Recentemente, a Hapag-Lloyd lançou uma joint venture com a companhia brasileira Norsul. A nova empresa, batizada de Norcoast, é especializada no transporte marítimo de contêineres na costa brasileira e na bacia amazônica e tem uma frota de quatro navios —com capacidade de 3.500 TEUs (unidade equivalente a um contêiner de 20 pés), cada.
Habben Jansen esteve no Brasil neste mês e, em entrevista à Folha, disse que, apesar de ter grande potencial, o país sofre com entraves de infraestrutura no terminais, o que afeta a operação. Na visão do executivo, o setor privado e o governo precisam se unir para buscar soluções.
“Nós precisamos trabalhar juntos, e precisamos continuar investindo em infraestrutura para garantir que, daqui a 10 ou 15 anos, nós tenhamos boa infraestrutura disponível para acomodar o crescimento. Hoje isso é definitivamente um gargalo”, afirma.
Nesses últimos anos, o setor de transporte marítimo vem sendo impactado pelos conflitos no mar Vermelho, que criaram um gargalo no canal de Suez. Como está a situação hoje?
Eu acho que [o conflito no] mar Vermelho foi uma coisa muito infeliz que aconteceu para nós desde 2023. Eu acho que, no começo de 2025, todos pensávamos que a situação iria se acalmar. Nesse momento, nós dissemos que iríamos esperar até que as coisas estivessem estabelecidas. O que nós não queremos fazer é entrar [voltar a usar o canal de Suez] e sair de novo, porque, dessa forma, nós realmente impactaríamos toda a cadeia de fornecedores.
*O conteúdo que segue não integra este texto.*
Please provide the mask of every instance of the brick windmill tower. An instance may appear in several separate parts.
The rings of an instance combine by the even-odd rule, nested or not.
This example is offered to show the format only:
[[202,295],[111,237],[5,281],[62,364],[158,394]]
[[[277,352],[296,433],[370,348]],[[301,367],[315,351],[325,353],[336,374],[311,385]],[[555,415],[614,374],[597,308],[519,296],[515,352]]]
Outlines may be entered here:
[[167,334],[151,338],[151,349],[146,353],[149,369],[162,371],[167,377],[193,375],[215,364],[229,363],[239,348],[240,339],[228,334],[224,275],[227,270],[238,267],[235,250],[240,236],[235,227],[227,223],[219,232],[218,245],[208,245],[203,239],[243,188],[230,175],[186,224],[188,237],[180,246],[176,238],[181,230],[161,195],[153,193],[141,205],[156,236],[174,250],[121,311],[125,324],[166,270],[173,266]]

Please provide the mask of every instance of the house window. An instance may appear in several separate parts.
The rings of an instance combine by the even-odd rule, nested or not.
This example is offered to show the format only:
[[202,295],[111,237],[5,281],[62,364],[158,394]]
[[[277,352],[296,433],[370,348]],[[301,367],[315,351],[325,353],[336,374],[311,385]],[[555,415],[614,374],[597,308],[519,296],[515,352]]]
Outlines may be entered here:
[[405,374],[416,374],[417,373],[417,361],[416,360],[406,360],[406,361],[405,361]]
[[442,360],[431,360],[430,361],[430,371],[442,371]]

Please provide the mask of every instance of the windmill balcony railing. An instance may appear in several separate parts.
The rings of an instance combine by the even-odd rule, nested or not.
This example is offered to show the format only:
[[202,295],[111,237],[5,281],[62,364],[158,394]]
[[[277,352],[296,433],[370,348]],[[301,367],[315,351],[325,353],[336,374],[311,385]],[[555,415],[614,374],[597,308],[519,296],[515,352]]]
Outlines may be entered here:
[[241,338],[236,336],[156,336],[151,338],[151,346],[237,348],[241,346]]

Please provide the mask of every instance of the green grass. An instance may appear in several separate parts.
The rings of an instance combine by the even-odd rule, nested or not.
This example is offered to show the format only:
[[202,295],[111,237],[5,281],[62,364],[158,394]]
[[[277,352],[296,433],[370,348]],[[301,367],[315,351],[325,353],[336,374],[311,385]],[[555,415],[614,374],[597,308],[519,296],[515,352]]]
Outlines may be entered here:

Infelizmente, a situação agora é mais instável. Isso significa que, agora, eu não nos vejo voltando para Suez tão cedo. Porque eu acredito que isso é importante para a segurança dos nossos navios. E é também importante para os nossos clientes, porque agora todas as redes de suporte estão fluindo, e as pessoas recebem seus produtos todas as semanas. Nós só devemos voltar para Suez quando soubermos que será seguro por um período mais longo.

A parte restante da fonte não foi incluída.